Why Video and Audio Blogging Probably Aren’t the Next Big Thing

Ann Althouse writes:

One thing about written blogs is you can glance over them quickly and decide how much you want to read. These podcast recordings impose their time frame on you. A slow talker forces you to listen longer. A slow writer doesn’t cause you to read slowly.

This is exactly right and I think helps to explain why video blogging isn’t the boon some people think it should be. The reader controls his entire experience; the listener controls some of it; and the watcher of videos, if he is paying attention, is more controlled by the experience than in control (a fact not lost on propagandists, which may explain why the likes of Leni Riefenstahl and Michael Moore tend to produce movies rather than essays). As a blog reader, I want to read what I want, quickly — not watch TV.

Video has a place on blogs, especially in reporting about tsunamis and other events that are dramatic and not abstract. But to watch some guy talk? Nah.

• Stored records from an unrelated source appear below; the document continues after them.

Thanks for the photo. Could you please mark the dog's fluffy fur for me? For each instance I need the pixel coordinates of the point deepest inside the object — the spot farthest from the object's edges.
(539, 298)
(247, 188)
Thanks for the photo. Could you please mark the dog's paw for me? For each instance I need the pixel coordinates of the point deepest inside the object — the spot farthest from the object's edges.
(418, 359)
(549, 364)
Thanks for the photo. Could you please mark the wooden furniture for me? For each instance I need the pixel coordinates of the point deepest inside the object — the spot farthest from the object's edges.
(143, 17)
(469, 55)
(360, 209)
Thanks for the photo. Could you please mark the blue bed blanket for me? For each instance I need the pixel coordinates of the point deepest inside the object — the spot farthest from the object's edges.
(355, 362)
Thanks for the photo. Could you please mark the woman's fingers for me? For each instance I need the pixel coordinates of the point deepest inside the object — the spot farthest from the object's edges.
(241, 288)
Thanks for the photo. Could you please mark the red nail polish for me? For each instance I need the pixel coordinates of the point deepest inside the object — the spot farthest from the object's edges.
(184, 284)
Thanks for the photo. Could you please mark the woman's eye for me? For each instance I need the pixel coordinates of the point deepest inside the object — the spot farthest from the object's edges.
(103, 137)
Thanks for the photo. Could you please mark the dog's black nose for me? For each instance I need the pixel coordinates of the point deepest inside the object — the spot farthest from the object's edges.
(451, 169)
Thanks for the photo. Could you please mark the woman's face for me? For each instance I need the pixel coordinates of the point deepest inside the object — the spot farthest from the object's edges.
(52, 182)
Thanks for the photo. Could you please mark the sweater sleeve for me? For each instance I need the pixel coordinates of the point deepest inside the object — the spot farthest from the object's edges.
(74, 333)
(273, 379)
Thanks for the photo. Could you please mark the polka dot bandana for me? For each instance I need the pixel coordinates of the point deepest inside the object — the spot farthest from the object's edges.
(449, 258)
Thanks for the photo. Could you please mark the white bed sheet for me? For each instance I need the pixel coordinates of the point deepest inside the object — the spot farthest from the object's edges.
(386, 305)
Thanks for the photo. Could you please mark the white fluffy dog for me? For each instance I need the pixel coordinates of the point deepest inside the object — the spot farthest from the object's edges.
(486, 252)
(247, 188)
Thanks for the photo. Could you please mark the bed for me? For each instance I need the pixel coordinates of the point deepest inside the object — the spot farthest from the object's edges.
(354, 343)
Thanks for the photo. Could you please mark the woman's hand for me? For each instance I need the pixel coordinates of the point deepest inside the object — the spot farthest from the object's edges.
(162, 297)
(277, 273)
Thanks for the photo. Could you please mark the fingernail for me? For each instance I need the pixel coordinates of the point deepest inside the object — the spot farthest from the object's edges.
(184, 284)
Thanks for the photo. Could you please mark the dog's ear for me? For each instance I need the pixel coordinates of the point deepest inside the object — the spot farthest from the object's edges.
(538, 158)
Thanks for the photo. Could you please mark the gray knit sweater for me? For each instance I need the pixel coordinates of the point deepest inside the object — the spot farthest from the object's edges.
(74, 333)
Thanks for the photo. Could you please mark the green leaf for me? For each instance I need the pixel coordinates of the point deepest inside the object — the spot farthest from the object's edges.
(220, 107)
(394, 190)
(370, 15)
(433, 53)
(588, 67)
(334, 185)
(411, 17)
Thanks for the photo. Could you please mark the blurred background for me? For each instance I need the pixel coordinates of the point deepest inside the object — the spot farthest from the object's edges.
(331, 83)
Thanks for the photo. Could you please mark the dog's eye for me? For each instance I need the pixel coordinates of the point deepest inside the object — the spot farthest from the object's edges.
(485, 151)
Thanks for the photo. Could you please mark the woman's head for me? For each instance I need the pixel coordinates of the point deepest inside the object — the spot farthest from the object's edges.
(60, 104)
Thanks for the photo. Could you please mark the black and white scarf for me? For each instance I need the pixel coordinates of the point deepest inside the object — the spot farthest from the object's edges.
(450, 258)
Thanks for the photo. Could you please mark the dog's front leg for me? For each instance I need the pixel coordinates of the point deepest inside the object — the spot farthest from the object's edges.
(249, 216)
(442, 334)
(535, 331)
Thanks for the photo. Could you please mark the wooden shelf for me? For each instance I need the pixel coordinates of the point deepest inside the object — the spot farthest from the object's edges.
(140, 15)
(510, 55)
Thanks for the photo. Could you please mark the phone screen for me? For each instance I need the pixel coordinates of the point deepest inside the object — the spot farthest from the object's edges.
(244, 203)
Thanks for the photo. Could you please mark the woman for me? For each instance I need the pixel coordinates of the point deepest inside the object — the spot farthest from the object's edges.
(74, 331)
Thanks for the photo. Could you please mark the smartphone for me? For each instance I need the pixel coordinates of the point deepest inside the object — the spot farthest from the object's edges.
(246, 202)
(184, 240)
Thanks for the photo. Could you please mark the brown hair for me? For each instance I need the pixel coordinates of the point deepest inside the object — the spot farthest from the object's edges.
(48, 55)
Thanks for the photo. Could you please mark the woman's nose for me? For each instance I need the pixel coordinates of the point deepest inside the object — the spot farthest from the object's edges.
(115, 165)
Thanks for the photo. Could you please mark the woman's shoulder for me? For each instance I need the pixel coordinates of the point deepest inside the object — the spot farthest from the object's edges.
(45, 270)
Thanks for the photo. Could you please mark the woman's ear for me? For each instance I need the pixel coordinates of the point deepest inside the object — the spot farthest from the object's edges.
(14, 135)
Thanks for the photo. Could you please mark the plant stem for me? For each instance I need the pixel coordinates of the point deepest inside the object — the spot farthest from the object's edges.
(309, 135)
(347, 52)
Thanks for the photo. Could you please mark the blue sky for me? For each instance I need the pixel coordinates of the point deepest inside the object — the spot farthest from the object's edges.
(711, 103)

UPDATE: Ann adds, among other comments:

I agree here too. And this point applies in many areas, even ones as far afield as gauges on machines, and voicemail systems. Canned-voice feedback and voice-response systems are usually poor substitutes for the written word, and even for buttons and visual signals.

(See here for an old rant on a related topic.)

6 thoughts on “Why Video and Audio Blogging Probably Aren’t the Next Big Thing”

  1. MSM keeps trying to put their video on to the web, ie a form of video blogging. A sign that they still don’t get it. Repackaging propaganda doesn’t change the fact that it’s still propaganda. Besides, who wants to see guys in their pajamas drone on. Their forte is ideas, not presentation.

  2. Well, and some of us are still slogging away with dialup. Needless to say, I have zero interest in video blogs, as I’m not only giving up my time to watch, but I’m giving up even more time just to load to fool thing.

  3. I’ve never watched a video blog but a podcast is just a radio show transmitted via the internet instead of the airwaves. The listener controls the experience just as much as a reader controls what he or she reads. I subscribe to a few podcasts and I routinely move past the parts I’m uninterested in, something I can’t do with a broadcast show. My biggest complaint with podcasts is that so many of them are boring, including some of the most popular shows. As the medium matures the losers will shake out and some real talent will show through, just as with weblogs. At my weblog, weblog.beautyandlogic.com, I’ve listed a few shows I like and listen to.

  4. Thanks Lloyds for the referral to my Rip & Read Blogger Podcast.

    I agree that there are a lot of boring podcasters. But don’t put them all in the same category quite yet. This is a very young medium, only a few months old. Some of us are finding ways to combine the best of blogging with audio from interesting sources like NPR and C-SPAN, with careful editing, to produce reasonably good material. I find interesting blog posts, read them, and include what people say on the topic on radio or TV as a way to improve on the bloggers. Give mine a listen if you get a minute. It’s a way to stay in touch with the blogosphere while you are driving to work or going for a walk.


  5. I like watching video clips that bloggers post of MSM moments. Also I watch C-SPAN on my computer sometimes. I don’t have a TV so this is my dose of TV.

    Other than that ….. you can listen to music while you read blogs.

  6. It’s pretty difficult to skim or search an audio/video broadcast.

    With a post, I can skim to see if it’s worth really reading, or with a dozen posts, I can do a text search for keywords I care about. But with audio, I can’t search it nearly as efficiently.

    There is some use for A/V blogging… but I doubt it’s the “next big thing”. Reading is still the fastest way to communicate accurately.